アプリケーション層はインフラストラクチャをimportしてもいいのか?

通常は、いい。アプリケーション層はユースケースをオーケストレートする。リポジトリや外部サービスについて知っていてもいいが、具体的な実装ではなくインターフェースに依存すべきだ。厳格な強制を望むなら、二つ目のルールを追加する:applicationinfrastructureの実装をimportできず、インターフェースのみ。

ドメインイベントはどうか?

ドメインイベントはよくある抜け穴だ。ドメインイベントは純粋なデータなので、ドメイン層に属する。それを発行するインフラストラクチャのイベントバスはインフラストラクチャに属する。アプリケーション層がドメインイベントハンドラをバスにサブスクライブする。ドメイン自体は、バスの存在を決して知らない。

NxやTurborepoでも使えるか?

はい。Nxにはプロジェクトレベルで機能する組み込みのモジュール境界ルールがある。ドメインとインフラストラクチャが別々のNxライブラリなら、追加のツールなしにルールを強制できる。BazelとGradleも同様だ。

インフラストラクチャのユーティリティが必要なら?

必要ない。そのユーティリティを、インフラストラクチャの依存を持たない共有のcommonkernelパッケージに移せ。本当にインフラストラクチャを必要とするなら、それはユーティリティではない。インフラストラクチャだ。

結論

自動化された強制なきクリーンアーキテクチャは、紳士協定だ。紳士協定は、本番の締切を生き延びない。

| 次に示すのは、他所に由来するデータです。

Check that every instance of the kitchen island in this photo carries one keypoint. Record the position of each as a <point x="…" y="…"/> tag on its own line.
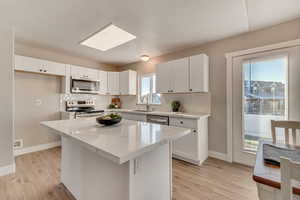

dependency-cruiser、ArchUnit、あるいはgrepを使ったシェルスクリプトでさえ、アーキテクチャを「提案」から「保証」に変える。ドメインは純粋なままだ。インフラストラクチャは差し替え可能なままだ。そして次に誰かがビジネスルールにpgをimportしようとしたとき、ビルドはPRが人間のレビュアーに届く前に失敗する。

一つのルールから始めろ。CIで赤にしろ。最初の違反を修正しろ。残りは続く。